Podcast for May 1, 2015:

This 12-minute video podcast includes my comments on Baltimore, outcomes in LVADs, gene-therapy for heart failure, statins for all elders, and an FDA alert on hand sanitizers. May 1 Cardiology News Podcast

Podcast for April 24, 2015:

This 11-minute video podcast includes my comments on a consensus statement from AHA on the treatment of adults with congenital heart disease, safety of sports in youngsters with Long QT syndrome, the vital importance of treating sleep apnea in patients with AF, the cardiovascular risk of divorce, and the Dr. Oz controversy. April 24 Cardiology News Podcast

Mention in the Houston Chronicle:

Markian Hawryluk is an accomplished healthcare journalist who contacted me for my thoughts on the Watchman, a device used to occlude the left atrial appendage in patients with AF. It was a long slog through the FDA process but Watchman finally made it. I am worried about where this chapter in cardiology is headed. You can read my quotes here: New device effective in preventing blood clots, but experts fear overuse, high costs. I will surely have more to say about this focal solution for a systemic problem in the months to come. My stance has changed little since I wrote Eight Reasons to Remain Doubtful on Watchman in 2013.

Personal Note:

I am currently on a Mark Twain kick. My recent reads include, The Handmaid’s Tale (Margaret Atwood), Hitch-22, (Christopher Hitchens’ memoir), The Sun Also Rises (E Hemingway), The Human Stain (Philip Roth), Writing Tools and How to Write Short (Roy Peter Clark).

I am back to running and mountain biking. I like both–for lots of reason. One is that they keep my legs sufficiently tired so that I am less likely to succumb to criterium thoughts. It is that season. And crits are so beautiful.

JMM

2 replies on “Update: Baltimore, Safety in AF ablation, Podcasts, and some personal notes”

Concerning the LAA, the advisability of its ligation or occlusion, and its role in fostering AF.

I asked Dr Lakkireddy this question about the LAA in jafib.com :
“Dr Lakkireddy, I understand that many patients have the LAA as the origin of their arrhythmia. There are surgeries and devices to effectively remove the LAA. But it serves various functions.

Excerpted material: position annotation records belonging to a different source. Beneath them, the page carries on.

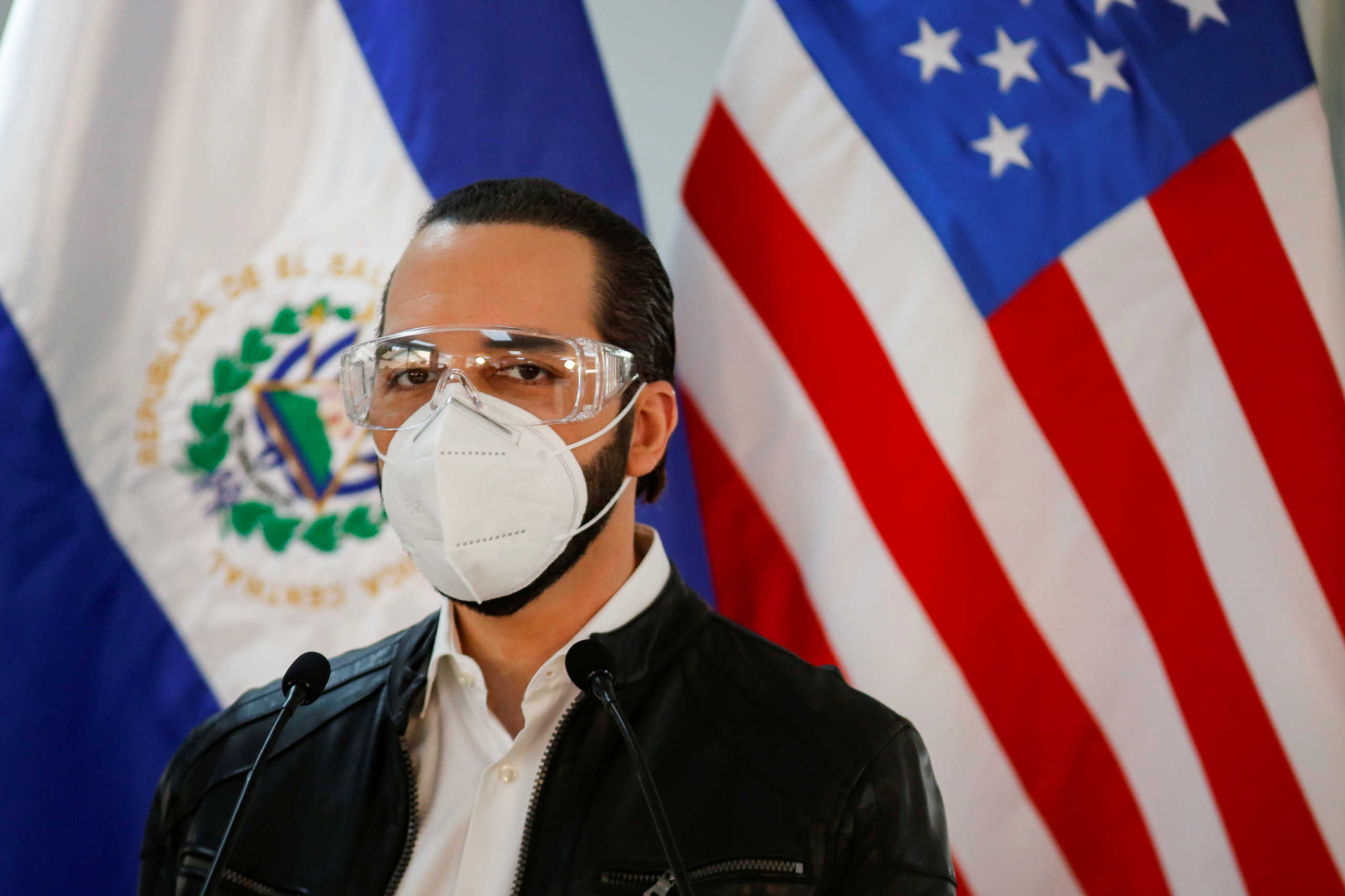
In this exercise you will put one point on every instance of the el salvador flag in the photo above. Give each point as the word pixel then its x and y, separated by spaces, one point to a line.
pixel 201 206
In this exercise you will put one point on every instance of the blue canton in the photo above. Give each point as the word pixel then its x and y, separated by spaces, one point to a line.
pixel 1020 126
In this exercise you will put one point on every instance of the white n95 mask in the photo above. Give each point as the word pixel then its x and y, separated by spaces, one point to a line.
pixel 483 495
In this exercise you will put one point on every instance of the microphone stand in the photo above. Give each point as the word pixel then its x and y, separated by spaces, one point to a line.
pixel 294 700
pixel 601 685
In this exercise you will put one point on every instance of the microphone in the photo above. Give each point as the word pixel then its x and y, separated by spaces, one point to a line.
pixel 589 666
pixel 302 685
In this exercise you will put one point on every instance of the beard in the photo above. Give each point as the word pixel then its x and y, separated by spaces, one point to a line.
pixel 603 478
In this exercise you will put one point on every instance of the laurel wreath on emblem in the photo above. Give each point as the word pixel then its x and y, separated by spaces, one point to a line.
pixel 212 422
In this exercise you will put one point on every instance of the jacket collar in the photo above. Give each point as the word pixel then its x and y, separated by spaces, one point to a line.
pixel 639 648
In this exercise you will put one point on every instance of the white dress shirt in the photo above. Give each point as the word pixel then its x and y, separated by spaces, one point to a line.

Why not ablate around its entrance as you do around the pulmonary veins, preserving its capacity to maintain compliance and produce peptide? This would serve the aging active athlete better than elimination, yes?”

Dr Lakkireddy’s response – 4/18/2015:
“In paroxysmal AF patients LAA seems to play a much bigger role in arrhythmogenesis. Ablating around the LAA from inside seems to be appealing – there are technical and anatomical difficulties in getting the job done. Complete electrical isolation of the LAA is very difficult and oftentimes they reconnect much faster. When it is isolated it loses its contractile function – despite rhythm control there will be a significant stasis of blood resulting in the clots and higher risk of stroke. Oftentimes the area around the LAA ostium is paper thin and has pits that can lead to a perforation and major complications. So removing it either by ligating or clipping it eliminates the arrhythmic source also reduces the effective LA volume and we believe also results in the alteration of the sympathetic systems to result in better AF control. In most of the people the other parts of the heart and body compensate for the acute loss of atrial natriuretic peptide. So that is not something we should worry about.”

A glimpse of what can’t be done and what might be done, and a revelation of our limited means.

Have the 5 Box TTM done then you will not have to worry about this side effect and you will be A-Fib free like me!